Key features of Qwen-Agent include:
- Function Calling: Enables agents to interact with external tools and APIs.
- Multi-Context Protocol (MCP): Supports advanced context management and tool integration.
- Code Interpreter: Allows agents to write and execute code within a sandboxed environment.
- Retrieval Augmented Generation (RAG): Enhances LLM responses with external knowledge.
- Browser Assistant: Provides an example application for web interaction.
- Chrome Extension: Extends agent capabilities to browser environments.
Qwen-Agent also serves as the powerful backend for Qwen Chat, demonstrating its real-world applicability and scalability.
Installation
Getting started with Qwen-Agent is straightforward. You can install it via pip or from the source repository.
Install from PyPI (stable version):
pip install -U "qwen-agent[gui,rag,code_interpreter,mcp]"

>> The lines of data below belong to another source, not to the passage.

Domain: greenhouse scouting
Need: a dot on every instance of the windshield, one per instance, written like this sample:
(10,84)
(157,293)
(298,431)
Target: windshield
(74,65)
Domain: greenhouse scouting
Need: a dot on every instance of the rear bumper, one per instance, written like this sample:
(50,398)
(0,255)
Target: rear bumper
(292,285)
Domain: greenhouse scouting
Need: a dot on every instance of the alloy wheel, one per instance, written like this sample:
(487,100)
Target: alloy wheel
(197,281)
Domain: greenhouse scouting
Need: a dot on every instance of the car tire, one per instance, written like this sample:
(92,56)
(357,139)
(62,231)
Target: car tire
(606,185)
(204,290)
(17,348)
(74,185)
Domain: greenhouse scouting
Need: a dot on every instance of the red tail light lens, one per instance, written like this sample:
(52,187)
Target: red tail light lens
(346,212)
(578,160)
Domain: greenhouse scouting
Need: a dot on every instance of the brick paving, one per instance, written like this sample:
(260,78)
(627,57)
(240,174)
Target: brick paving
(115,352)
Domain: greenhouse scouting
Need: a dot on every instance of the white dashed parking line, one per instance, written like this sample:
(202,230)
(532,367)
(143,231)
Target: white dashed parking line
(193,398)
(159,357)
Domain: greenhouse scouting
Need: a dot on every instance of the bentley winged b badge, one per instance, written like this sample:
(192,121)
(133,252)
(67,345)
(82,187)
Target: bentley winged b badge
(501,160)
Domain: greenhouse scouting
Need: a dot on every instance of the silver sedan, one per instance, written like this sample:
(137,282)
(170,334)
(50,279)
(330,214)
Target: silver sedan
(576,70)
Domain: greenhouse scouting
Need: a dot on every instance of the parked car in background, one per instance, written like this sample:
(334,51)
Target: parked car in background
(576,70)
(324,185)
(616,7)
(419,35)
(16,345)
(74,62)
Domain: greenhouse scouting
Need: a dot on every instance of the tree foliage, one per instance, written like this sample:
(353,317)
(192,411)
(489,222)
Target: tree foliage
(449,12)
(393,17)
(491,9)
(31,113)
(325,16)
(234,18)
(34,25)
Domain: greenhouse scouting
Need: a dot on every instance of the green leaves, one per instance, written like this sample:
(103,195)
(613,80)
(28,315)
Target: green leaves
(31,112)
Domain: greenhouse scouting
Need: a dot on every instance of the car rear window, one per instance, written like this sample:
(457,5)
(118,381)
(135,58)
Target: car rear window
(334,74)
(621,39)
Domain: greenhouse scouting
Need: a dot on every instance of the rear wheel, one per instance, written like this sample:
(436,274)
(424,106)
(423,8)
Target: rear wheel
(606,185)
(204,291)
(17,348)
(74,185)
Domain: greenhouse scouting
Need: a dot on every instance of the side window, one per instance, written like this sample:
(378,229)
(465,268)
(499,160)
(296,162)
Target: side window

# For minimal requirements:
pip install -U qwen-agent
The optional requirements in double brackets provide support for:
[gui]for Gradio-based GUI support[rag]for RAG support[code_interpreter]for Code Interpreter support[mcp]for MCP support
Install from source (latest development version):
git clone https://github.com/QwenLM/Qwen-Agent.git
cd Qwen-Agent
pip install -e ./"[gui,rag,code_interpreter,mcp]"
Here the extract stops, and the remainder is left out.